常滑市無形文化財保持者 小西 洋平 作 朱泥練り上げ源心彩 酒器徳利・酒盃セット #249
常滑市無形文化財保持者 小西 洋平 作 朱泥練り上げ源心彩 酒器徳利・酒盃セット #249
現代常滑焼の極致に君臨し、2013年に常滑市指定無形文化財保持者に認定された現代の巨匠、小西洋平(こにし ようへい、1941- )氏による、朱泥練り上げ源心彩の酒器セットをご紹介いたします。小西氏は、1982年にフランスのバロリス国際陶芸ビエンナーレで銀賞を受賞し、イギリスのヴィクトリア&アルバート博物館やアメリカのフィラデルフィア美術館に作品が収蔵されるなど、その芸術性は世界的な評価を確立しています。本作は、氏が伝統的な常滑焼の技術を基盤としながら、独学で研鑽を重ねて昇華させた練り上げ技法と、手引ろくろによる精緻な造形美が融合した、1980年代から1990年代前半における円熟期の傑作です。

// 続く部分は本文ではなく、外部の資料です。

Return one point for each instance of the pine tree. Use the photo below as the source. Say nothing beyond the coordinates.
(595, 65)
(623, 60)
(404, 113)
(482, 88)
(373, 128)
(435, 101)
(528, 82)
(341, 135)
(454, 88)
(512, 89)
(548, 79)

本作の最大の核心は、常滑焼の象徴である朱泥(しゅでい)をベースに、異なる色彩の粘土を幾重にも折り重ねて紋様を構築する練り上げ技法にあります。添付画像に見られる流麗な地層のような曲線は、表面に描かれたものではなく、粘土そのものの積層が器の肉厚を貫通して現れたものです。小西氏の練り上げは、単なる色の混合にとどまらず、土の収縮率を完璧に統御することで、数ミリ単位の微細なラインが交差する複雑な幾何学紋様を生み出します。この技法は、一つとして同じ紋様が生まれない一期一会の芸術であり、ヴィクトリア&アルバート博物館に同技法の作品が収蔵されている事実は、本作が有する普遍的な美術的価値を雄弁に物語っています。
造形面においては、無形文化財の認定理由でもある手引ろくろの超絶技巧が遺憾なく発揮されています。特に徳利の極限まで絞り込まれた首のラインと、酒盃に見られる薄造り(うすづくり)の仕上がりは、小西氏の独壇場とも言える領域です。指先の感覚のみで粘土を限界まで薄く引き上げる薄造りは、器に驚くべき軽さと口当たりの良さを与え、工芸における用の美を体現しています。また、源心彩と称される表面の彩りは、朱泥特有の落ち着いた赤褐色の中に深みのある陰影を宿しており、使い込むほどに艶を増し、所有者と共に成長していく常滑焼本来の魅力を備えています。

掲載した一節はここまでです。